Thats it! I must have cumulatively spent at least a handful of days, if not a week or two of my life puzzling over linguistic concepts and agonizing over details of my conlang. And, to wax a bit patriotic after our Independence Day holiday, I think thats the glory of freedom. I don't have to have a reason for conlanging, and thats just cool. Digression over.

3 comments:

Éric Cadieux said...

Pointless is beauty. Usefulness is what is useful to life; if life is pointless then there is no such thing as a pointless hobby. Then I might be wrong.
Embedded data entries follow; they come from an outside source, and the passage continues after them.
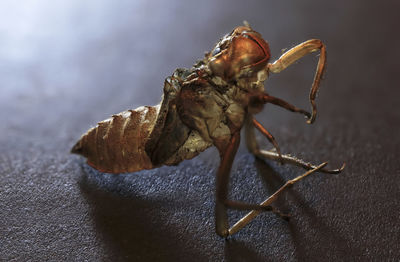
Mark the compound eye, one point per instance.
(216, 51)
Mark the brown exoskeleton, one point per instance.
(206, 105)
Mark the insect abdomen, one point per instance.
(117, 144)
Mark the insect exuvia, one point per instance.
(206, 105)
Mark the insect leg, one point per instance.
(222, 202)
(296, 53)
(268, 135)
(252, 214)
(253, 147)
(227, 154)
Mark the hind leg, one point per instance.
(253, 147)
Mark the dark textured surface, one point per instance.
(64, 67)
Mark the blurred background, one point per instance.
(65, 65)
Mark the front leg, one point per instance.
(296, 53)
(253, 147)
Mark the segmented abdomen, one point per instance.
(117, 144)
Danger is my middle name said...

Heh heh. :D

jimhenry1973 said...

I was just thinking about this recently, in terms of the conlang fluency survey I'm doing. Some conlangers just focus on creating a language -- more commonly many languages -- and don't use any of them extensively or try to become fluent in them. Others focus on one conlang and may even become fluent in it, or failing that, at least produce a respectable corpus of written text in it. There are others between those extremes, those who make many sketch languages but focus most of their attention on one main project (I'm that way).
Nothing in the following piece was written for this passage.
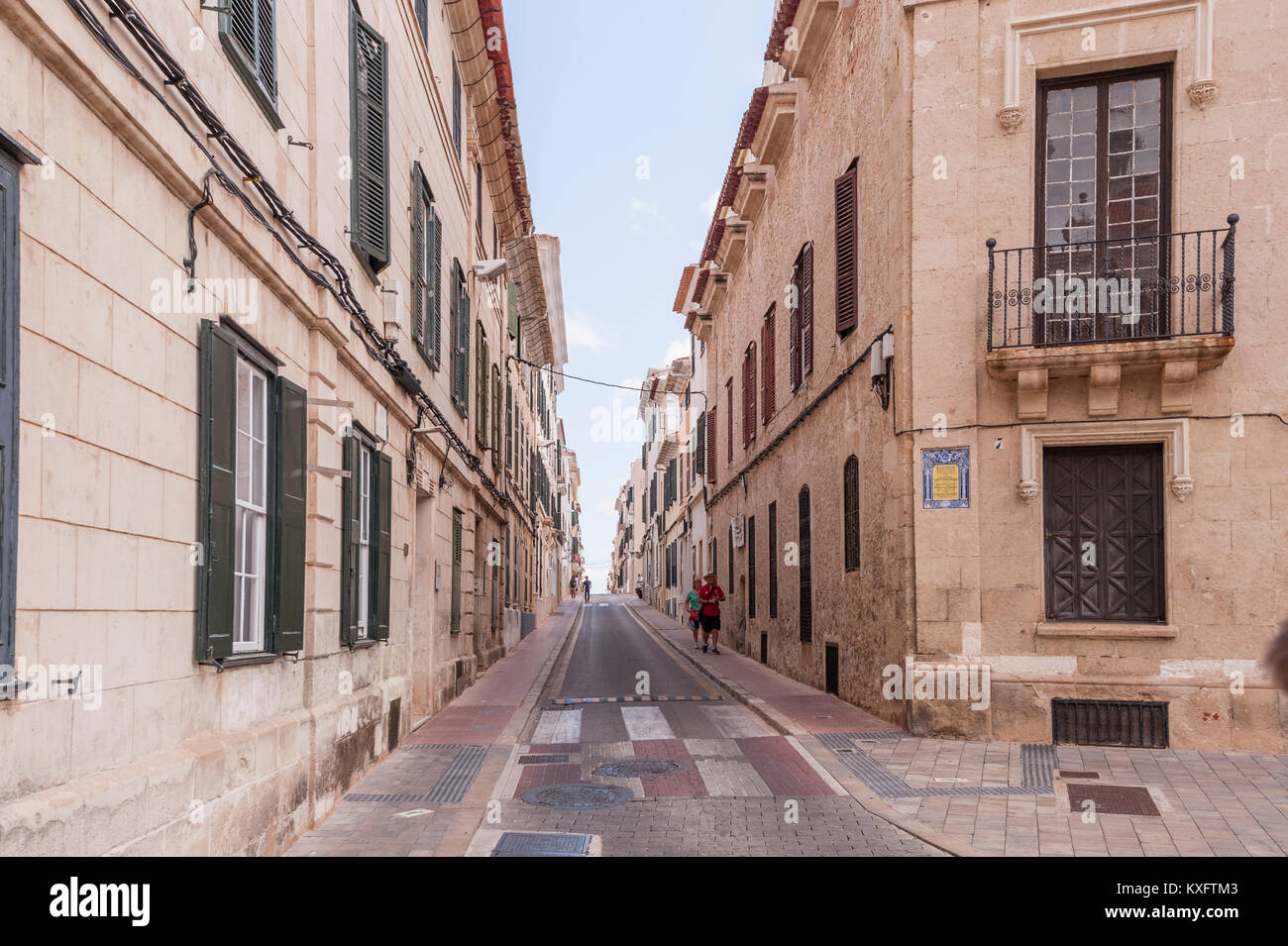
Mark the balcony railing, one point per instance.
(1131, 288)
I wrote this in a recent message to the CONLANG list,

>>....... Another point: it seems that many conlangers think of their conlangs
primarily in terms of *langue* rather than *parole*. I may be in a
minority in focusing on *parole* -- more and more in recent years, I
think. gzb is stabilizing, I'm becoming semi-fluent in it, and its
corpus is growing, so there's more scope to observe and describe my
usage and less scope to creatively make arbitrary, unconstrained
design decisions about how it's going to work. But my last few
sketchlangs have also been *parole*-oriented, almost all my notes on
them consisting of sentences in the language with general (not
interlinear) glosses, having little or no lexicon or analytical
description of grammar. Even with my engelang project säb zjeda,
there is more grammar implied by the corpus than what is explicitly
described in the grammar documentation. It may be that this
orientation is part of why I see artlanging as an inherently
open-ended process; the *langue* may at some point seem to be as complete
and expressive as necessary, but as long as *parole* is going on, it's
going to change the *langue* in various subtle ways.
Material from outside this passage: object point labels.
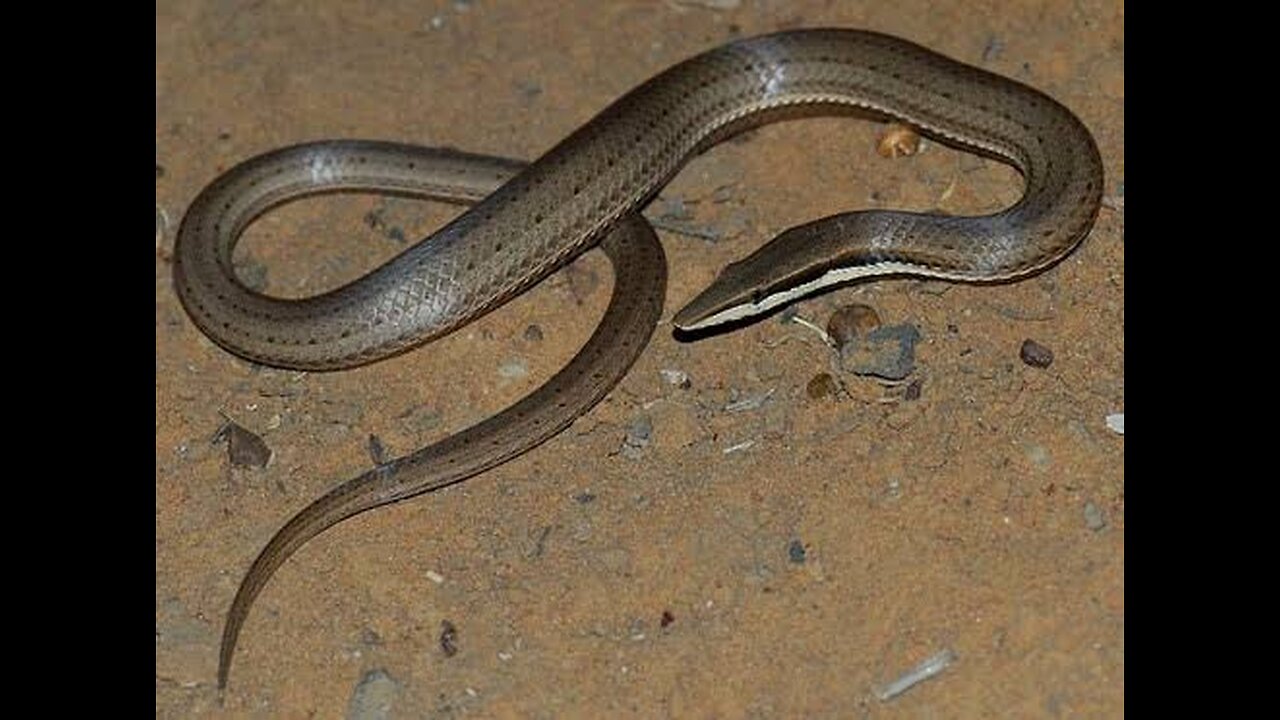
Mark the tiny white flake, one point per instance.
(1115, 422)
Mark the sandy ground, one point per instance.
(743, 545)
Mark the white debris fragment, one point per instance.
(1115, 422)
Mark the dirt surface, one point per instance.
(754, 541)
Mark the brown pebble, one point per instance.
(821, 386)
(851, 320)
(243, 449)
(448, 638)
(1036, 354)
(899, 141)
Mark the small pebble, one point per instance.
(851, 322)
(796, 552)
(374, 697)
(245, 449)
(886, 352)
(821, 386)
(899, 141)
(639, 436)
(677, 378)
(1115, 422)
(448, 638)
(1036, 354)
(1093, 518)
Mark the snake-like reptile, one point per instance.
(529, 220)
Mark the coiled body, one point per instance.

Every natlang is a collaborative conlang in a sense, each speaker's
*parole* acts of speech and writing constantly modifying the *langue*
structures in their own and other speakers' brains, which influence
the form future *parole* will take, which determine the *langue*
structures that will eventually form in the brains of speakers yet
unborn. And it seems to me that something similar may take place on a
smaller scale in the interaction between a lone artlanger and his
conlang, if he works on it intensely enough for long enough, even if
not enough to become truly fluent in it. Once you get that kind of
positive feedback loop going, why would you ever want to stop?